We have moved from the days when the church’s capacity to cause hurt to people was almost limitless. Of course, it was never our intention to hurt anyone, we were simply upholding church regulations and canon law. We were simply people obeying orders.
One lady in the North told me of her baby being born prematurely at her little cottage miles out of the town. The baby was stillborn. When the ambulance arrived, she was made to walk out of the house, still haemorrhaging, and her husband was left to gather up the body of the only child they would have. They made a little grave in their garden; there being no-one who cared enough to give them any support, they buried their baby themselves. No clergyman said any prayer, nor, I suspect, would he, even if he had been asked.
Another man told me of his little son, being born at a similar time in the 1960s. It was their only child. The little boy was born in hospital and lived for two days before his heart gave up. The hospital authorities wanted rid of the body and the man was told to make the necessary arrangements. His wife was unfit to leave the hospital and no clergy wanted to know about the little boy who had not been baptized. So with a coffin from a local undertaker and having made arrangements with a local cemetery, the man collected his baby son and went and placed him in the grave, alone. No ceremony, no ritual, no acknowledgment on the part of anyone that this human being had ever existed.

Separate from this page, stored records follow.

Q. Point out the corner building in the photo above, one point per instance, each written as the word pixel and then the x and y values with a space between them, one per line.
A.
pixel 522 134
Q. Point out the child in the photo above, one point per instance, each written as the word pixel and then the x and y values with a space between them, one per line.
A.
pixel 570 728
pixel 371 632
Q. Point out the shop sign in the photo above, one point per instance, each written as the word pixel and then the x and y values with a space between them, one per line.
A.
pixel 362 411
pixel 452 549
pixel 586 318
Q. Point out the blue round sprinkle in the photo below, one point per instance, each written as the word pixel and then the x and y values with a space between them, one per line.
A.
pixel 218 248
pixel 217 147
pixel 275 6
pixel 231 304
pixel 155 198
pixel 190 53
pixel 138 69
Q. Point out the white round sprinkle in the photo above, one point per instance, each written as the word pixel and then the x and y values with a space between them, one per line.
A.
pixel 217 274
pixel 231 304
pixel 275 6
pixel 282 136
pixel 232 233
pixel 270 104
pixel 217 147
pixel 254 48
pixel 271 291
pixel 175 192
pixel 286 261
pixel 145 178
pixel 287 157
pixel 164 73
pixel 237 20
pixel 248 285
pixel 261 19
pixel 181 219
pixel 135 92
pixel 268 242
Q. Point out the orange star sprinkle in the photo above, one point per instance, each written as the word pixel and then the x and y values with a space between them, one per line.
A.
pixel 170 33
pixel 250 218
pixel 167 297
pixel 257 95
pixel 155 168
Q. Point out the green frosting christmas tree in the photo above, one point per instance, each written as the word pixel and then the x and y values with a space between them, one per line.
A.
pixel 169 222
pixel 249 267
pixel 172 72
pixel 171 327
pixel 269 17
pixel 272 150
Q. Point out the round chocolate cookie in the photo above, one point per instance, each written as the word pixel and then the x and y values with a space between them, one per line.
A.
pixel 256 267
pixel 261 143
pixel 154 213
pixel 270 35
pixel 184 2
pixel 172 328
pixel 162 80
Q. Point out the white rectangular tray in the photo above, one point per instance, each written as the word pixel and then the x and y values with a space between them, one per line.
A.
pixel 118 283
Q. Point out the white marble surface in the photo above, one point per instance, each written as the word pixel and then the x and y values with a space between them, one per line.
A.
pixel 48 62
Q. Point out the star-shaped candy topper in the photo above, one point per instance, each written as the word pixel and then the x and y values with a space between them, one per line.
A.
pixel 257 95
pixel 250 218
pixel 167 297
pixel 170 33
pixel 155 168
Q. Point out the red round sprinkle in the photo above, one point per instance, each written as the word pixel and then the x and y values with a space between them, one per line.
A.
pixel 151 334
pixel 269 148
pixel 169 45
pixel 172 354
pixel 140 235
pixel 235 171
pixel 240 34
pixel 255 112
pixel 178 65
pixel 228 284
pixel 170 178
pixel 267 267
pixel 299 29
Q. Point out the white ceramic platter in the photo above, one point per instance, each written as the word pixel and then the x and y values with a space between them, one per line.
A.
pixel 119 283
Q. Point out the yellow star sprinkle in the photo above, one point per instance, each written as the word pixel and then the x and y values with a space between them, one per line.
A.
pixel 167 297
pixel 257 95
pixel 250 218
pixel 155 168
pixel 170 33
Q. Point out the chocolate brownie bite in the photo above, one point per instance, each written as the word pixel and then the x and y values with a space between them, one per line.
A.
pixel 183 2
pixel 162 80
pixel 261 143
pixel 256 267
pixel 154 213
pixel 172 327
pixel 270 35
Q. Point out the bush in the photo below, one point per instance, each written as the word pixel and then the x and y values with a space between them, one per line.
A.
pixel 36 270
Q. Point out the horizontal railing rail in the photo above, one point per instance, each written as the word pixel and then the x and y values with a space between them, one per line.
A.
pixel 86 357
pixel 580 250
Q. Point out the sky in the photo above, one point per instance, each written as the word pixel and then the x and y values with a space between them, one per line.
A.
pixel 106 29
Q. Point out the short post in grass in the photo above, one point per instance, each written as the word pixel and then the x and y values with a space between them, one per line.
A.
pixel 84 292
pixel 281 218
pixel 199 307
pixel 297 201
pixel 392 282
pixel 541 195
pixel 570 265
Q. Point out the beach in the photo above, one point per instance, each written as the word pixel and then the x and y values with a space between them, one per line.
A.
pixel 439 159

No church had a monopoly on causing hurt and pain.
There are plenty of stories like that of the man in his late 40s who still bore hurt from his childhood days when at every parish occasion the clergyman refused to use the boy’s surname because the clergyman did not recognize the boy’s mother’s relationship with the boy’s father. When it came to any roll call, prizegiving or party, when every other child was called by forename and surname, the little boy was simply a forename. There are stories of Presbyterian and Methodist church members who were told that they could not be Godparents at the baptisms of nephews and nieces and who were told that they could not receive Holy Communion because they had not been confirmed by a bishop.
Perhaps the latter stories are in a different category from our complete failure towards grieving parents, but in close knit, conservative rural communities they were sources of decades long hurt and resentment.
Given our capacity for inflicting pain, perhaps what is remarkable is not how few people now go to church , but how many still go.